Iran passes law to fingerprint U.S. visitors
www.chinaview.cn 2006-12-03 01:32:19

    TEHRAN, Dec. 2 (Xinhua) -- Iran has passed a law that requires related governmental departments to inspect and fingerprint all U.S. nationals upon arrival in Iran, the official IRNA news agency reported on Saturday.

    The Guardian Council, which has the authority to vet all bills to determine their compatibility with rules of Islam and the Constitution before they become law, has approved the legislation, the council's spokesman Abbas-Ali Kadkhodaei said.

    Iran's Majlis, or parliament, approved on Nov. 19 the bill despite President Mahmoud Ahmadinejad's opposition to it. The Guardian Council met on Nov. 22 to discuss the bill and "found it neither against Islamic sharia or the Constitution," Kadkhodaei was quoted by IRNA as saying.
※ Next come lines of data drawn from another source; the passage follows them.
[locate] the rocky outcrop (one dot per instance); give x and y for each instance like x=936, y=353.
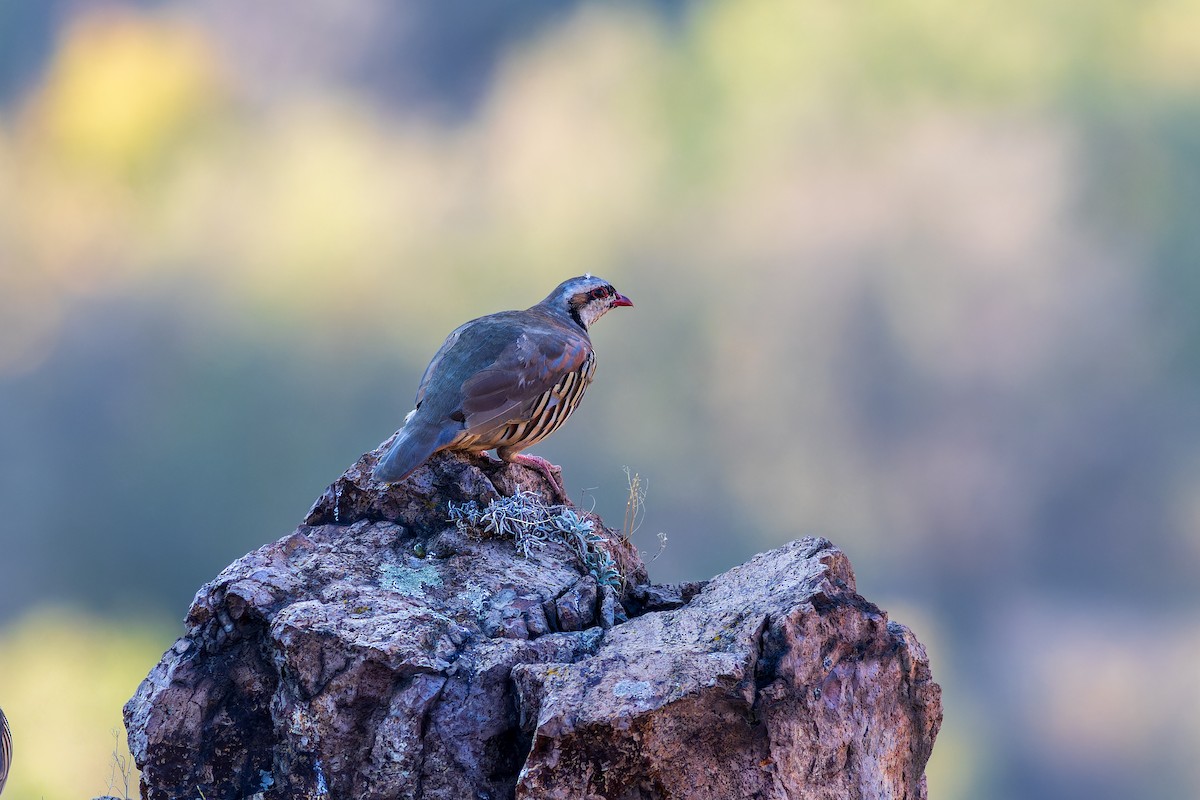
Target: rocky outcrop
x=401, y=643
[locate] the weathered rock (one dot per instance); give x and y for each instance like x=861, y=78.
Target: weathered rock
x=378, y=651
x=775, y=681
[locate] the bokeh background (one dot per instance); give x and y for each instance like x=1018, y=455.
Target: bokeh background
x=918, y=276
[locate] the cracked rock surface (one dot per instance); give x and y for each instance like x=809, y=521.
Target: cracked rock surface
x=378, y=651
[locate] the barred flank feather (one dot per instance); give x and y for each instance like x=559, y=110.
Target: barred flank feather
x=5, y=750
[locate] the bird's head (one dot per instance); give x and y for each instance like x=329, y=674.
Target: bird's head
x=585, y=299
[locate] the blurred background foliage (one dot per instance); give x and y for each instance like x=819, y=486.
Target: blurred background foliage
x=921, y=277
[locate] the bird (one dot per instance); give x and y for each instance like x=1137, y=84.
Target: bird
x=5, y=750
x=505, y=382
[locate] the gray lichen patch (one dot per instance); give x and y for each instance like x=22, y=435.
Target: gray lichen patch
x=411, y=581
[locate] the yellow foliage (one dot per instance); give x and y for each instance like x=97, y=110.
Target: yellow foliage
x=123, y=86
x=64, y=678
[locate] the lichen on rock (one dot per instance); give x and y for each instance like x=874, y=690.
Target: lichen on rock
x=385, y=650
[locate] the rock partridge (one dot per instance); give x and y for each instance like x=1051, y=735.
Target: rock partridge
x=507, y=380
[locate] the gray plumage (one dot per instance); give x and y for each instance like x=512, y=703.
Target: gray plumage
x=505, y=380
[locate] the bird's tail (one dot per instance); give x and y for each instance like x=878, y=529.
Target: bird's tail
x=414, y=444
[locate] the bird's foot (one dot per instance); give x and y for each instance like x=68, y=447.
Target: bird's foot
x=553, y=474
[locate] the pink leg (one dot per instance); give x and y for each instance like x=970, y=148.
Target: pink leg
x=547, y=469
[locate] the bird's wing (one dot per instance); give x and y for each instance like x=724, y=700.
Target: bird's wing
x=507, y=391
x=437, y=359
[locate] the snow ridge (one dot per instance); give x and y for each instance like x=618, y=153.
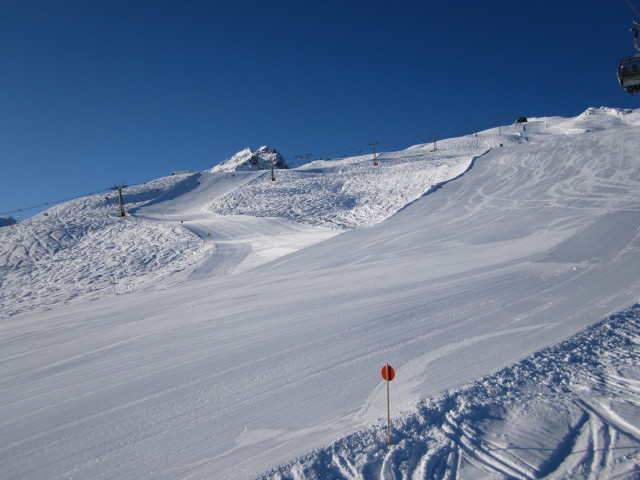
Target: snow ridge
x=248, y=160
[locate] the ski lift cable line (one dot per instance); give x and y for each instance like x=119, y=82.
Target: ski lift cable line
x=390, y=145
x=51, y=203
x=633, y=8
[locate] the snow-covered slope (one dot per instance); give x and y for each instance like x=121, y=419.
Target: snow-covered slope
x=211, y=223
x=248, y=160
x=228, y=376
x=6, y=221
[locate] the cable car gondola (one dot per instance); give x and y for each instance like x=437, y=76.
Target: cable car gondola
x=629, y=67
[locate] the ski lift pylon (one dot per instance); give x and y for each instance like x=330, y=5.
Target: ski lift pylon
x=629, y=67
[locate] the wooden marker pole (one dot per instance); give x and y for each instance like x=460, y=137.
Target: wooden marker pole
x=388, y=373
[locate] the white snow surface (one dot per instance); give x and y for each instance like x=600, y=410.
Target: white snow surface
x=248, y=160
x=230, y=324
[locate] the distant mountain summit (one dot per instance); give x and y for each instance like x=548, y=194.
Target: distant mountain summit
x=248, y=160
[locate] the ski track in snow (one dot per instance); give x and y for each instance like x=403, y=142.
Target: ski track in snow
x=569, y=411
x=223, y=356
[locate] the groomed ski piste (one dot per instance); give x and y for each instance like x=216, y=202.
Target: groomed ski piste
x=234, y=327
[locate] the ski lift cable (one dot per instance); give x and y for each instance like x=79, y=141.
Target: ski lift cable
x=51, y=203
x=633, y=8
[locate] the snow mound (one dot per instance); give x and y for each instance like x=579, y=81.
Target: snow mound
x=353, y=193
x=598, y=119
x=248, y=160
x=81, y=250
x=568, y=411
x=6, y=221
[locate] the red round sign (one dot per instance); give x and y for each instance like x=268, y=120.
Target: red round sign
x=391, y=372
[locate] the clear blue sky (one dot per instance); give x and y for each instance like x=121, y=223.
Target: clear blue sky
x=94, y=92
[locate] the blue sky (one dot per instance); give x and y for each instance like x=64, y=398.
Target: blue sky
x=98, y=92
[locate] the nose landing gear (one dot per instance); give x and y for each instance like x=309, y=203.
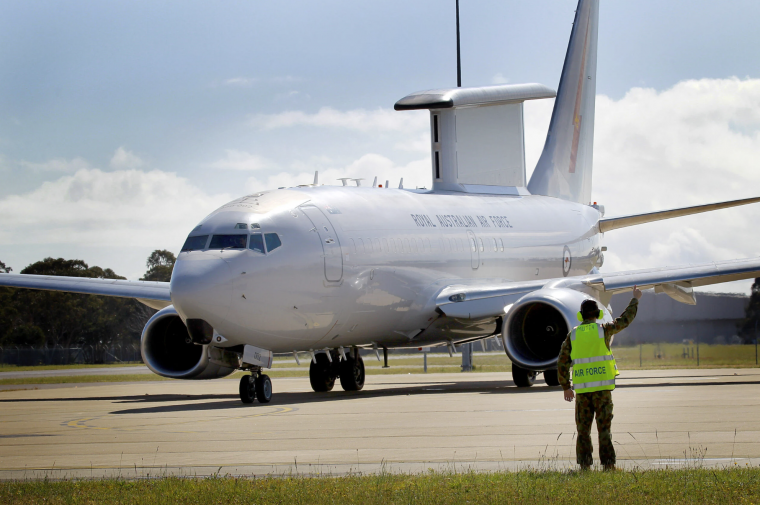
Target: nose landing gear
x=255, y=386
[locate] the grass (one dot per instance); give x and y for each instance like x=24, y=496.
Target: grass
x=653, y=356
x=629, y=487
x=35, y=368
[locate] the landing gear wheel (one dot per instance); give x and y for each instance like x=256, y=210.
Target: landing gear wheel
x=551, y=377
x=352, y=374
x=247, y=389
x=523, y=378
x=263, y=386
x=321, y=375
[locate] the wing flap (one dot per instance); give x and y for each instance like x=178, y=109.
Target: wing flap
x=153, y=294
x=686, y=276
x=613, y=223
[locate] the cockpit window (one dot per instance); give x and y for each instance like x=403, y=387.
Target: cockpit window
x=273, y=241
x=228, y=242
x=256, y=243
x=195, y=243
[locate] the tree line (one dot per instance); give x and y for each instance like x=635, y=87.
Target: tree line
x=36, y=318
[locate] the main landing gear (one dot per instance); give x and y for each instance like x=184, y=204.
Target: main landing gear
x=255, y=386
x=526, y=378
x=325, y=369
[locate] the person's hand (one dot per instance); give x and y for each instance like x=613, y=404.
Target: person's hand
x=636, y=293
x=569, y=395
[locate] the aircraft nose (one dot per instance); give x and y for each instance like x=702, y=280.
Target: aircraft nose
x=201, y=287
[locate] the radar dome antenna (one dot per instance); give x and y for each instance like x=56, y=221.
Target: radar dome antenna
x=459, y=60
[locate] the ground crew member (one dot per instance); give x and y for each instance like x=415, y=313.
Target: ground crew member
x=587, y=350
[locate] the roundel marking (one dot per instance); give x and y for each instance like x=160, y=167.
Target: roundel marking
x=567, y=261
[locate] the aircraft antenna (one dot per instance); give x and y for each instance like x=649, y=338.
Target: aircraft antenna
x=459, y=60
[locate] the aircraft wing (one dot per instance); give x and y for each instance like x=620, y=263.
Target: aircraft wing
x=152, y=294
x=489, y=299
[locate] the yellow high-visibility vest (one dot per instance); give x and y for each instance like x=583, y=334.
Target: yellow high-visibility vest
x=594, y=367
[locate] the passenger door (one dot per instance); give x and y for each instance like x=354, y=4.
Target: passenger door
x=474, y=254
x=329, y=240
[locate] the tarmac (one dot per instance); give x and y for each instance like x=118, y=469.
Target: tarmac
x=398, y=423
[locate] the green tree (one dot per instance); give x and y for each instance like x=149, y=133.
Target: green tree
x=750, y=323
x=7, y=309
x=160, y=265
x=68, y=319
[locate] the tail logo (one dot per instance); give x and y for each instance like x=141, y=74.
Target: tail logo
x=577, y=117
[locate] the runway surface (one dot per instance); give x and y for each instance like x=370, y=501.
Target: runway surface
x=397, y=423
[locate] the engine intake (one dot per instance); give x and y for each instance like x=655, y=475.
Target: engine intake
x=538, y=323
x=167, y=349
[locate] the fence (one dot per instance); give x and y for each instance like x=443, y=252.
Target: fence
x=686, y=355
x=58, y=355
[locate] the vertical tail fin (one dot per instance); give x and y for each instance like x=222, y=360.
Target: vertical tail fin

    Now all U.S. nationals before entering the country at any of its entry points or when applying for visas must be finger printed in consistency with what is done to Iranians wishing to enter the U.S. territory, the spokesman said.

    The legislation was considered as a retaliation to the U.S. requirement that Iranian visitors be fingerprinted. After the Sept.11, 2001 terrorist attacks, the United States has implemented the measure on Iran and some other countries.

    However, President Ahmadinejad and Foreign Minister Manouchehr Mottaki opposed the bill, saying that the Iranian government was not against ordinary Americans.